A aplicação das novas leis americanas de Comstock provavelmente tornará testemunhas e réus mais compreensivos aos olhos de juízes e jurados – e do público – minando qualquer apoio que resta para essas leis.

Além dos processos, as táticas necessárias para impedir que as mulheres façam abortos são ainda menos práticas hoje do que eram no final do século XIX.

A aplicação de leis antiaborto pode incluir a restrição de viagens entre Estados, o bloqueio de serviços de correio interestatais e internacionais e a tentativa de censurar informações sobre saúde sexual.
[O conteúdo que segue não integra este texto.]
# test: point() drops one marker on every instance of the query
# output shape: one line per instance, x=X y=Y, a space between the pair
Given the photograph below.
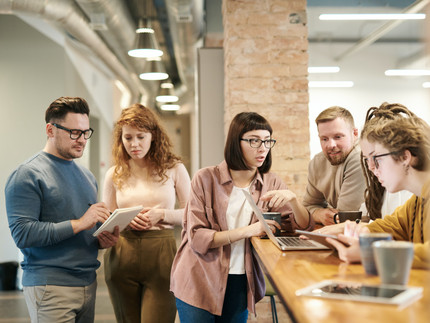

Tudo isso exigiria investigações laboriosas e ampla cooperação de agências de aplicação da lei e corporações privadas que provavelmente terão pouco desejo de se envolver em processos impopulares.

E isto supondo que qualquer um desses métodos sobreviva a desafios judiciais.

Unindo fações díspares

Na época da morte de Anthony Comstock em 1915, a reação ao seu zeloso exagero provocou uma crescente solidariedade entre ativistas e advogados determinados a derrotar a sua agenda.

Ativistas dos direitos das mulheres, incluindo Margaret Sanger, Emma Goldman e Mary Ware Dennett – anteriormente focadas em objetivos e estratégias concorrentes – uniram-se numa causa comum para revogar as leis de Comstock. Os seus esforços levaram à criação de novas e poderosas organizações nacionais de liberdades civis, incluindo a Planned Parenthood e a American Civil Liberties Union. Ambos usaram lobby e ações judiciais para contribuir para a morte das leis originais de Comstock.

Esses grupos ainda hoje lutam contra novas restrições ao aborto. E mais uma vez, pós-Dobbs, indivíduos e grupos díspares estão a erguer as suas vozes por uma causa comum.

Obstetras de todo o país começaram a pressionar políticos e a formar os seus próprios comités de ação política pró-escolha pela primeira vez. Influencers do TikTok estão a reunir jovens cidadãos para votar em políticos pró-escolha. E diversos podcasters estão a partilhar recursos com os seus ouvintes e a expressar apoio ao direito ao aborto.